7:35 P.M., Blackstone, Virginia. A round, shiny object with a golden glow sighted, moving south.

7:59 P.M., radio station at Blackstone. Shiny object sighted.

8:00 P.M., Blackstone. Jets from Langley Air Force Base tried to intercept object.

8:05 P.M., object disappeared.

Investigators first of all checked with officials at Lowry Air Force Base, which served as a plotting center for all Skyhook balloons, but there were none in the East that day. Next they checked the possibility that the UFO had been a weather balloon, but nearby weather stations replied that none of their balloons could have been responsible for the sightings. After calling other stations within a 150-mile radius of Gordonsville with negative results, investigators called the weather station at Pittsburgh, Pennsylvania. A radiosonde (a small balloon attached to an instrument for taking soundings in the upper atmosphere) had been released that afternoon, but had been lost about sixty miles southeast of the station when it apparently sprung a slow leak and leveled off at 60,000 feet. The weather man at Pittsburgh offered to plot its probable course as determined by the prevailing winds, and soon telephoned Dayton to report that the UFO was probably their balloon.

Southeast of Pittsburgh above 50,000 feet there was a strong current of air that fed into a stronger southerly stream flowing parallel to the Atlantic coast, just east of the Appalachian Mountains.
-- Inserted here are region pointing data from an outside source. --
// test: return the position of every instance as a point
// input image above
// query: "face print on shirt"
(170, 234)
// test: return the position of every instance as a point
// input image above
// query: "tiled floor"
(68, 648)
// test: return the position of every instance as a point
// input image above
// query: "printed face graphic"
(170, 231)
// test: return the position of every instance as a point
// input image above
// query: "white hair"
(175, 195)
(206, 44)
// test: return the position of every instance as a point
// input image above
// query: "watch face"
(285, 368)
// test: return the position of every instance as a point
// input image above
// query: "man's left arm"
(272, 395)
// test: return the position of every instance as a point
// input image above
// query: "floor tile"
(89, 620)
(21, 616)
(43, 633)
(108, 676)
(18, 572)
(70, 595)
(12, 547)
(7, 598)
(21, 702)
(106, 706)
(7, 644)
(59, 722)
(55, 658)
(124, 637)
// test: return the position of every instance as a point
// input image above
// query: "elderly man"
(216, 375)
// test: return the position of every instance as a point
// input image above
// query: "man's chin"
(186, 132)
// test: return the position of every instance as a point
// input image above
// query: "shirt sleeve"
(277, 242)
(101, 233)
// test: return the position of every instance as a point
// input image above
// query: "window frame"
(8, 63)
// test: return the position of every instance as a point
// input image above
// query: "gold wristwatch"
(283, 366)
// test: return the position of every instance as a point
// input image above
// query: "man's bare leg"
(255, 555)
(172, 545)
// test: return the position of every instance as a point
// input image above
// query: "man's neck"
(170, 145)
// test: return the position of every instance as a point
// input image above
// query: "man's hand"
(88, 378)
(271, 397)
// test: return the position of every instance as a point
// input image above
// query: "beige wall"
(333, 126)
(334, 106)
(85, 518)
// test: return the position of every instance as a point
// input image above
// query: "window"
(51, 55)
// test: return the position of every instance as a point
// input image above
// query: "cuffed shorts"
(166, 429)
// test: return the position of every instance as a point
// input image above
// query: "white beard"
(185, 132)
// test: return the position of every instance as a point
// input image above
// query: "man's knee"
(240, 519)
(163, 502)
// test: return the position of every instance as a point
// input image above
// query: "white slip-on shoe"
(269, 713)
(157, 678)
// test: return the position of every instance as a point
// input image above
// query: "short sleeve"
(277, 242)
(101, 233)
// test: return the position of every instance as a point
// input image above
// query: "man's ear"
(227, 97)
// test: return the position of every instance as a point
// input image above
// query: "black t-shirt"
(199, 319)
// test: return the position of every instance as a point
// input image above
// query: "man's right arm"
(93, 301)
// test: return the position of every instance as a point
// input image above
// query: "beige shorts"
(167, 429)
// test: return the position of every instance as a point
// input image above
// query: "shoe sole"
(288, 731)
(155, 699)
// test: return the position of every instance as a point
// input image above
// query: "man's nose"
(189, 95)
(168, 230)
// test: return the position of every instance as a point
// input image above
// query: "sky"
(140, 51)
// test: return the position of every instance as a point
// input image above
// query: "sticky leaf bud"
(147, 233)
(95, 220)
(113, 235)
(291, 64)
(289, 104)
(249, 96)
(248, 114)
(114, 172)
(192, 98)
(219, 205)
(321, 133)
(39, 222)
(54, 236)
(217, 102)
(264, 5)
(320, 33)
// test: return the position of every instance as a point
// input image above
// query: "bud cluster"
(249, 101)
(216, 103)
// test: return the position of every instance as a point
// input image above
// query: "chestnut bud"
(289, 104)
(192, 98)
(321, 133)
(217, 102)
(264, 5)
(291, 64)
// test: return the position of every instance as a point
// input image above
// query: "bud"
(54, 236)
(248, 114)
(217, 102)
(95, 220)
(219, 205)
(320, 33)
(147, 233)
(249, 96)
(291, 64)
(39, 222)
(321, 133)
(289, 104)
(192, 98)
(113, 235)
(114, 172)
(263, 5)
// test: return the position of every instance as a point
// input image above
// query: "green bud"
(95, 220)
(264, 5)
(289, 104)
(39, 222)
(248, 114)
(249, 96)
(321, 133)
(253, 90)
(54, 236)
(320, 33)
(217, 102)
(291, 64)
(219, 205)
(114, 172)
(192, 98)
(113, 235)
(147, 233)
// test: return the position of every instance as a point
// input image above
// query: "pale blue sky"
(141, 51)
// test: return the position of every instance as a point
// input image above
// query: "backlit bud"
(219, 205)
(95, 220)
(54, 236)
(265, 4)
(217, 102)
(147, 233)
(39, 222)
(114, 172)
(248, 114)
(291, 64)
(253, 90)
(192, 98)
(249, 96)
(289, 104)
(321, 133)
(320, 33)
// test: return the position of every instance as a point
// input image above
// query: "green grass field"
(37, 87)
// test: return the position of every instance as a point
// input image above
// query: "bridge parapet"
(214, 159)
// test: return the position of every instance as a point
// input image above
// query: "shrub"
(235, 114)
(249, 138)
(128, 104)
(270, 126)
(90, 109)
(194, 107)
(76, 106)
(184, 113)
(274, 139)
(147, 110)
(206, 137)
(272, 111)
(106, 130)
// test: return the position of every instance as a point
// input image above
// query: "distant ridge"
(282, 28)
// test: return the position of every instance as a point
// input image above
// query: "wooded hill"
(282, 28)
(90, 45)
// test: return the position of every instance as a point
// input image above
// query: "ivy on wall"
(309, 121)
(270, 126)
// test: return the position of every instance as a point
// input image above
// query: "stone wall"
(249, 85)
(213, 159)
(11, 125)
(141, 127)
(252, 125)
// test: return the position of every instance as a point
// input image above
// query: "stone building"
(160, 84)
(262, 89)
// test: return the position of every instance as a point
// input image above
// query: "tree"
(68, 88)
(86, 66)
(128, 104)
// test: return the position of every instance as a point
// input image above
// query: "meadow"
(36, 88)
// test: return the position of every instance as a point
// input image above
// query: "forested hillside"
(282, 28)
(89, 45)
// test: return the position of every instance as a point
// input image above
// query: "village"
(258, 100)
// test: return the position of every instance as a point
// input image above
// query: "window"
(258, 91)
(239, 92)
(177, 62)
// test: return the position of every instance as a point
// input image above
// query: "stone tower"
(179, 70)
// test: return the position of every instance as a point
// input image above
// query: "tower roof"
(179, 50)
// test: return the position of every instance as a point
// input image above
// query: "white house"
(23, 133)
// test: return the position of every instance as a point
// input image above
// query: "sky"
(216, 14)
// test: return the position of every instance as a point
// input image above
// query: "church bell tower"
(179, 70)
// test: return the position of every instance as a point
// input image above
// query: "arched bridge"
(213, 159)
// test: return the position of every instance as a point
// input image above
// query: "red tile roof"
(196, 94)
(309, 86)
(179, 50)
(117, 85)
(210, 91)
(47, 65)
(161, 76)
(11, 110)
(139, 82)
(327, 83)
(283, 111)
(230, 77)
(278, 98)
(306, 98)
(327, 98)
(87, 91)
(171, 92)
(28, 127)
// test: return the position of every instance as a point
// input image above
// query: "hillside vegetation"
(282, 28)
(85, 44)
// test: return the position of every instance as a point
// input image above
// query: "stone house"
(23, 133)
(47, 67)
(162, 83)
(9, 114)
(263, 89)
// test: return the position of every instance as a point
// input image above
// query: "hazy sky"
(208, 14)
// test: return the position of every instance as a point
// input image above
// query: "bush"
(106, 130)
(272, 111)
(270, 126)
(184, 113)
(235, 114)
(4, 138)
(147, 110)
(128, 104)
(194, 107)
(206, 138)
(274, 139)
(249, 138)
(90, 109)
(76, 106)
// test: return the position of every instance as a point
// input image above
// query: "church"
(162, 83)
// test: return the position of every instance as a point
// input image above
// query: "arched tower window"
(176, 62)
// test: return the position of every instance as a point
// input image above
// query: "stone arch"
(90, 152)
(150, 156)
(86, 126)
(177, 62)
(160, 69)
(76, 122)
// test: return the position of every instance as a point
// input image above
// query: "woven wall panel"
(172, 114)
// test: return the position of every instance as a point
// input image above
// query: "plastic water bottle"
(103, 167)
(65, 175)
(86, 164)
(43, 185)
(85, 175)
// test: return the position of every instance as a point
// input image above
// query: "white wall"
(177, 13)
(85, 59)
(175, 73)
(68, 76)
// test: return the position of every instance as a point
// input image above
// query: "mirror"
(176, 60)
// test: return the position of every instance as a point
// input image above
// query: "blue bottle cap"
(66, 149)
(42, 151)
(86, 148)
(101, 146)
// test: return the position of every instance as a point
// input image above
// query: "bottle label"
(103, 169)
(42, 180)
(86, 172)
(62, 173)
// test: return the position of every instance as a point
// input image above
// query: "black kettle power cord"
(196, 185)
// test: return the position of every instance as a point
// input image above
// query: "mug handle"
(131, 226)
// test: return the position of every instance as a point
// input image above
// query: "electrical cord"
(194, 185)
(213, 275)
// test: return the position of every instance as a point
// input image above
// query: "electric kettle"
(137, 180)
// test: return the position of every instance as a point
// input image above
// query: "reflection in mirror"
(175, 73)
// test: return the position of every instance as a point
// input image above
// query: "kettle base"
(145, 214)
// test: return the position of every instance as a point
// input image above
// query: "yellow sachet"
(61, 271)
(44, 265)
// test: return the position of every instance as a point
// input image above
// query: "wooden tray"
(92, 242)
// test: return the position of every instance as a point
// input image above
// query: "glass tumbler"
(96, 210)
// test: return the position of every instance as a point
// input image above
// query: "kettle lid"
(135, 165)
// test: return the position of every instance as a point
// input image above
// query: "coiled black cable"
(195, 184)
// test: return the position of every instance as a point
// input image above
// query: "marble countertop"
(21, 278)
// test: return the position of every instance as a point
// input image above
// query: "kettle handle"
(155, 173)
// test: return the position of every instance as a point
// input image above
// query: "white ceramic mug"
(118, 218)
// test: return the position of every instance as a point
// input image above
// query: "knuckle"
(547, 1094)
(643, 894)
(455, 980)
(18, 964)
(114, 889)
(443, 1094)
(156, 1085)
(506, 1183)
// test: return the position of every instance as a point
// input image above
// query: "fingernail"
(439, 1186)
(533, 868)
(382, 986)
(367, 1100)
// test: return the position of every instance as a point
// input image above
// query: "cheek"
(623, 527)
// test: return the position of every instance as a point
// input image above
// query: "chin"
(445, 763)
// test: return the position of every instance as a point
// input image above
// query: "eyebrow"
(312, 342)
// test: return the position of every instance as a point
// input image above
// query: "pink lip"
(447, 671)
The balloon would have floated along in this current like a log floating down a river, and should have arrived in the neighborhood of Gordonsville and Blackstone in the late afternoon or early evening. The UFO had been sighted near Gordonsville between 4:43 and 5:43 P.M., and near Blackstone between 7:35 and 8:00 P.M. The unknown was thus clearly identified as the lost radiosonde.

Skyhook and Pibal UFOs

The year 1952 was a big year for experimental balloons—and for UFO sightings. Weather balloons in clusters, 100-foot Skyhooks, radiosondes, pibals (pilot balloons sent up to show the direction and speed of the wind) were released on schedule all over the continent. Launchings were recorded and the balloons were tracked, as far as possible, so that for any given day or area ATIC could consult a map and try to correlate the position of a known balloon with that of a reported flying saucer. When a balloon was lost, any UFO sightings it caused were not always easy to account for until—and unless—the balloon could be found again.

These spheres of gas vary in size from a few inches in diameter to some two hundred feet. Often they look and behave very unlike the popular concept of a “normal” balloon, and under the right conditions they can fool even the most wary observer—particularly if he is more or less expecting to see something strange.

A man on the ground or even in a plane, watching the maneuvers of an object some 20,000 to 100,000 feet above him, finds it impossible to make an accurate estimate of its true height, diameter, distance, or speed. Strong windcurrents can change the orientation of the sphere, and the particular angle of vision of the observer can make the object look wholly unlike a balloon. It may assume the shape of a disk, a lens, a teardrop, a parachute, a sausage. Temperature inversions can produce a double image of a balloon so that it looks like a linked pair. Balloons released in pairs or clusters may seem to be traveling in formation under intelligent control. Sunlight, moonlight, or the lights of a city reflected from the surface may cause them to look white, gray, amber, red, silvery, or metallic. Since balloons often carry a heavy instrument load, they may give a radar return that indicates a solid object.